May 9, 2006
Butchered dinner

If there were a prize for the first question sent to this here blog, Marky Gard of Folsom would win it:

What is your opinion about restaurants that use a linen tablecloth and then cover it with butcher paper? I personally feel if they want to use a linen cloth to
look a little higher scale, then why cover it with the butcher paper?

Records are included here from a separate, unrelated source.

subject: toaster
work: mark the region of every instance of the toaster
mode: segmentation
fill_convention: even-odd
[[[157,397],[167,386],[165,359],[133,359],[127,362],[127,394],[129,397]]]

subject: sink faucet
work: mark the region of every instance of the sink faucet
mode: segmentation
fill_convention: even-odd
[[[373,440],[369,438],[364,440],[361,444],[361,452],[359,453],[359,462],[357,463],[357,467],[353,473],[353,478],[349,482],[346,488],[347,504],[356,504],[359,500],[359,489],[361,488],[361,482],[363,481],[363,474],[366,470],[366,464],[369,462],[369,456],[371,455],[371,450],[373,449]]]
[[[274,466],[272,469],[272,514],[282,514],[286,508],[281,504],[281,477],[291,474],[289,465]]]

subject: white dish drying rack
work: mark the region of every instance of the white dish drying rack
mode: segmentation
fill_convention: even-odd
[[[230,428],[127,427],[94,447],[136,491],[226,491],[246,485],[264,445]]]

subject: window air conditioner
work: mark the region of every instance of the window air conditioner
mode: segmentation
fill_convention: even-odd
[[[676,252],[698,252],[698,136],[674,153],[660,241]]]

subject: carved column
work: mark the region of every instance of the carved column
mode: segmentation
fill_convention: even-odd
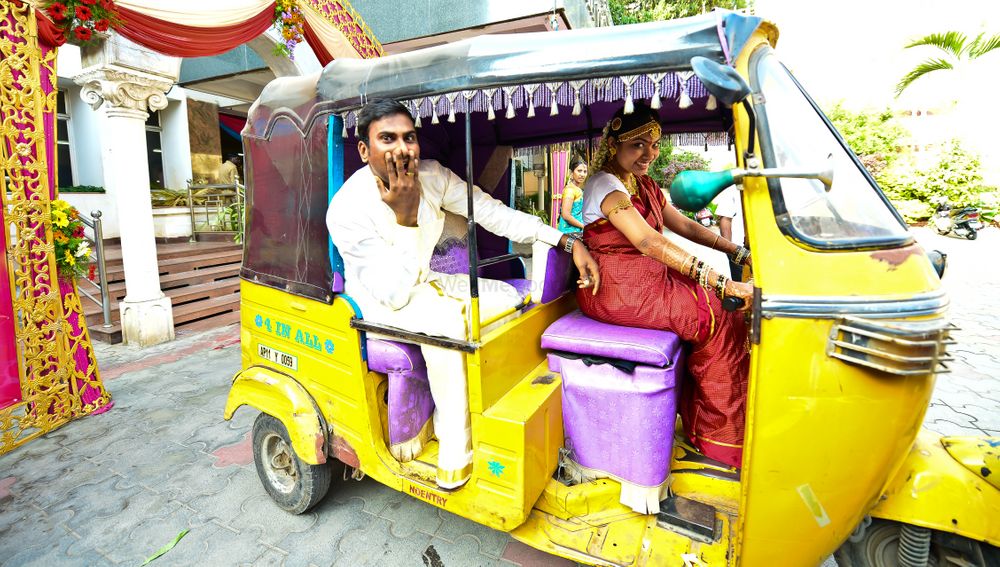
[[[146,156],[146,119],[149,111],[166,108],[173,81],[106,62],[74,81],[95,110],[104,107],[104,186],[117,202],[125,269],[126,295],[118,307],[122,338],[140,346],[173,340],[170,298],[160,290]]]

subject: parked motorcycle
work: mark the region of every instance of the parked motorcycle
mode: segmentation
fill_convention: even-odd
[[[937,199],[937,209],[934,211],[934,230],[940,235],[954,233],[955,236],[975,240],[983,224],[979,221],[979,209],[976,207],[954,208],[946,197]]]

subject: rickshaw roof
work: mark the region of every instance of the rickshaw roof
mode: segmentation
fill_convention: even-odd
[[[277,79],[265,87],[244,135],[267,137],[278,115],[292,118],[303,132],[317,116],[330,113],[344,116],[353,126],[353,111],[373,99],[411,101],[415,114],[422,115],[439,102],[446,103],[444,112],[464,112],[469,104],[475,111],[483,104],[462,96],[441,99],[449,93],[482,96],[484,91],[490,97],[494,91],[511,97],[504,89],[522,85],[548,85],[555,93],[557,85],[595,77],[671,75],[690,70],[690,60],[697,55],[731,64],[762,22],[718,10],[627,26],[482,35],[388,57],[338,59],[318,78]],[[773,26],[768,31],[774,43],[777,32]],[[557,98],[561,100],[562,93]]]

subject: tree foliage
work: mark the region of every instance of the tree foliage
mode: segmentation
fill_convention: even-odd
[[[854,112],[838,103],[827,116],[908,221],[927,219],[936,196],[955,205],[992,202],[993,188],[983,184],[979,158],[958,140],[943,144],[921,167],[901,151],[900,141],[907,132],[890,110]]]
[[[886,108],[854,112],[838,102],[827,112],[827,117],[872,176],[881,183],[882,173],[900,156],[900,140],[907,134],[892,111]]]
[[[742,9],[747,0],[608,0],[616,25],[659,22],[710,12],[713,8]]]
[[[942,52],[941,57],[929,57],[918,63],[911,69],[896,85],[896,96],[903,94],[914,81],[926,76],[934,71],[944,71],[955,69],[959,66],[967,65],[971,61],[986,55],[987,53],[1000,49],[1000,34],[987,37],[985,33],[977,35],[972,41],[965,34],[957,31],[945,33],[932,33],[919,39],[913,40],[903,48],[913,47],[934,47]]]

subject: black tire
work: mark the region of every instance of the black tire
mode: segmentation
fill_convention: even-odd
[[[264,490],[283,510],[301,514],[326,496],[330,465],[303,462],[284,424],[266,413],[253,424],[253,460]]]

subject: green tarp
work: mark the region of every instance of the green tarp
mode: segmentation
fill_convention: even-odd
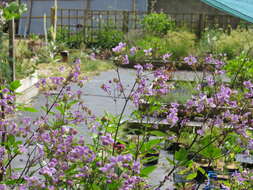
[[[253,0],[201,0],[223,12],[253,23]]]

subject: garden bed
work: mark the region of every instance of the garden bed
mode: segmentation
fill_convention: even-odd
[[[35,87],[35,84],[39,81],[38,72],[34,72],[31,76],[20,80],[21,86],[16,90],[18,93],[16,102],[27,103],[31,98],[35,97],[39,93],[39,89]]]
[[[213,64],[207,64],[207,63],[199,63],[196,65],[189,65],[185,63],[184,61],[172,61],[165,63],[163,60],[144,60],[144,61],[131,61],[129,64],[120,64],[117,61],[114,61],[114,64],[123,68],[134,68],[135,65],[145,65],[145,64],[152,64],[154,66],[154,69],[160,68],[160,67],[166,67],[168,69],[171,69],[172,71],[211,71],[214,69]]]

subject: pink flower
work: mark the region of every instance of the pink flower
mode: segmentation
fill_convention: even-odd
[[[197,58],[190,55],[190,56],[184,58],[184,62],[187,63],[188,65],[193,65],[193,64],[197,63]]]

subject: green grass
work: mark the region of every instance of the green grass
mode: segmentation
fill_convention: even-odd
[[[193,83],[177,82],[174,86],[171,92],[160,98],[162,103],[177,102],[185,104],[197,92]]]
[[[60,57],[57,57],[60,60]],[[91,60],[84,50],[70,50],[68,63],[61,61],[52,63],[42,63],[38,65],[39,76],[45,78],[48,76],[66,77],[73,66],[75,59],[81,59],[81,74],[85,76],[97,75],[102,71],[113,69],[112,61],[107,60]],[[64,67],[64,72],[59,71],[60,67]]]

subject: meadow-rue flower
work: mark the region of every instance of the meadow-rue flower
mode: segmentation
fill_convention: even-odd
[[[145,53],[145,56],[151,56],[152,55],[152,48],[149,48],[149,49],[144,49],[144,53]]]
[[[123,51],[126,47],[126,43],[122,43],[120,42],[116,47],[112,48],[112,51],[114,53],[120,53],[121,51]]]
[[[169,60],[169,58],[171,57],[171,55],[172,55],[171,53],[166,53],[166,54],[164,54],[163,57],[162,57],[163,62],[164,62],[164,63],[167,63],[168,60]]]
[[[137,52],[137,48],[136,48],[136,47],[132,47],[132,48],[130,49],[130,55],[131,55],[131,56],[134,56],[134,55],[136,54],[136,52]]]
[[[197,58],[190,55],[184,58],[184,62],[187,63],[188,65],[193,65],[197,63]]]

At a dinner Saturday night, I had to put up with the edge of the
paper catching the sleeve of my blouse every time I wanted to lift my
wine glass as well as my fork. I asked the waiter why they use the paper
and he said it was so the tablecloth wouldn't get dirty!! Then why use
the tablecloth? I finally asked him to remove the paper it was so


You've touched on one of my pet peeves about dining out. Sheets of paper on a tablecloth are both nuisance and hazard as sleeves snag the edge and raise the paper, threatening to topple if not actually knock over wine glasses, candle, vase or the like. Conflicted restaurateurs are the culprits; they want to give the impression of an upscale restaurant without following through with the sort of investment an upscale restaurant demands, including fresh linens for each new party.

Nonetheless, while the paper sheets are nettlesome they aren't so common or bothersome that they constitute a major dining issue. They do, after all, give diners a convenient pad on which to write their own restaurant review, perhaps starting with: "Get rid of these sheets!"